I feel like all I ever talk or write about it a) my busy schedule and b) being tired. But it's hard to pretend those don't exist, since they are the dominating forces at the moment.
Midway through my fourth week, I'm still surviving and enjoying it even. Last night, I started night class that will last two months. It was hard to get home at 10:00 pm, and I felt extra tired today...but it is a class of 40 other student teachers from around the valley, and I really think I'll learn a lot from them and their experiences.
The teacher encouraged us to journal our experiences. She said that will help with the highs and lows we experience as teachers. So thanks to my blog, I've sort of been doing that!
She also said that had she caught us earlier in our education...she would have told us we were CRAZY for going into this profession! What? Thanks! But she's right. Not an easy career path, but obviously rewarding and meaningful.
As I was teaching math today, I felt my own frustrations surge and I need to learn how to handle them. It's hard to not feel like you're not doing a good enough job teaching when some kids "get it" and others don't. Logically, I know that not everyone learns at the same time and in the same way or same speed. But emotionally, that's hard to swallow and accept. I hate seeing some of the kids zone out because they just don't understand "greater than" or "less than". It makes me feel flustered and frustrated. I don't let THEM know that, but I can tell when I start to feel my voice dry out and the need for the air to be on 60 degrees that I'm hot and bothered. Poor little kids. I don't feel frustrated at THEM, but at myself. I need to learn that balance.

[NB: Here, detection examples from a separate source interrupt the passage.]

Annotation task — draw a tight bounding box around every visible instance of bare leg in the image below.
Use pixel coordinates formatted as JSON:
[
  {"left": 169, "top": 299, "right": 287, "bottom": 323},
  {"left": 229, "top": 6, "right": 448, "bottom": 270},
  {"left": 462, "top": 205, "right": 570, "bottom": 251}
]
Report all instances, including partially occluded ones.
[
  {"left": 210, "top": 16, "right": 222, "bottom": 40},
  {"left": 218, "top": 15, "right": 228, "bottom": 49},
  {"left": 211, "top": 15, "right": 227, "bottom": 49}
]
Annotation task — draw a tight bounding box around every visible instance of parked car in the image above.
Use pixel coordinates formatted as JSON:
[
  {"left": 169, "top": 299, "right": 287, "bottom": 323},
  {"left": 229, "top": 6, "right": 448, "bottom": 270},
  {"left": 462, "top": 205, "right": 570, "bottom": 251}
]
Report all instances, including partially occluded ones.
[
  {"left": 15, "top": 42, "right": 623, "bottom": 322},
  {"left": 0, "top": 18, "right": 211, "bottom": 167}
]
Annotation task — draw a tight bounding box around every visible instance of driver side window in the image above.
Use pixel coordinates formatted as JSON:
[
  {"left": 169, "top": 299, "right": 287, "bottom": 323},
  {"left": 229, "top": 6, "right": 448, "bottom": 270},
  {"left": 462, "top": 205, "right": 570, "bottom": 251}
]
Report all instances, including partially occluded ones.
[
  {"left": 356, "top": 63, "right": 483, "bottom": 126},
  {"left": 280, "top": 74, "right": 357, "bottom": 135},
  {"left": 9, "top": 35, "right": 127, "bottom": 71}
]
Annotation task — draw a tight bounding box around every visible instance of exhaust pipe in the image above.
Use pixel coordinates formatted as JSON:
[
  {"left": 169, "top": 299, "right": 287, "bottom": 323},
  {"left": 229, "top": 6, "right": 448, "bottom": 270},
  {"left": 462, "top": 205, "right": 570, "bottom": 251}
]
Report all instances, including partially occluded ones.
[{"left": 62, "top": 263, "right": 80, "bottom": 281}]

Planning lessons sort of reminds me of planning for motherhood. You have this mental plan of how things should go, and you never factor in all the bumps in the road that throw your plan off. Planning a perfect lesson can sound great in your head, and then the kids are too wild, ask to go to the bathroom too many times, get distracted by their neighbor playing with a piece of string and snot running down their nose!
My mom always says "Blessed are the flexible, for they shall not be bent out of shape". So true!
Really though, I just want to take all of these kids home. I love them all for such different reasons, and I really feel strongly about seeing them all as individuals. Yesterday, they were testing in their ability to write 1-100 and one little boy was sort of spacing off and looking around. Mrs. Garza though he was trying to cheat, so she sort of marched up to him and said "Nathan, keep your eyes on your paper! Don't cheat!". And then marched away back to the class (he was with me at the back table). What she didn't see when she walked away were his eyes filled with tears and how hard he was trying to hold back his sadness. I knew he wasn't trying to cheat. And I knew she wasn't trying to be mean. Keeping on top of 20 6 year olds isn't easy! So I just said "Nathan, it's okay. You are doing such a great job! Don't worry, you're not in trouble". And he took some deep breaths and calmed down.
As tired as I am, I am trying really hard to make the little time I have with my girls be good time. I don't get on the computer, I give them lots of hugs and I try to seem really interested in all they have to say. So far, I don't think anyone has been too negatively impacted by the extreme change in our lives. We're making it work. And since the girls are in school most the day, they can relate to what I'm doing at work. It's all sort of connected.
Tomorrow, my supervisor is observing me teach another Math lesson, so wish me luck (and patience).
3 comments:
I can't even imagine the patience is must require to teach a math lesson at all much less to 6 year olds! I can relate to trying to make every moment at home with your girls good ones. There are some days when I only get to see Ava for 2-3 hours. I have been really trying extra hard to make them good ones and spend some quality time with just her doing exactly what she wants to do. It is hard some times because all I can think about is the list of things I need to get done. But, I can tell that she is thriving on that attention so it makes it all so worth it!
I really do love to read your posts of your teaching experiences. I can relate to so much of what you are explaining and going through. Every once in a while when financing seem to waiver and get tight, QUinn will bring up the idea of me going back to work and then he realizes what that would do to our little family and I REMEMBER how hard it was, when we only had 2! I am lucky HE has figured out how to make it work, so I can be home. You are do an amazing job handling your situation, and I can only imagine you are teaching your girls some great things along the way!
I can't even imagine adding in an actual career to our busy days! Bravo to you.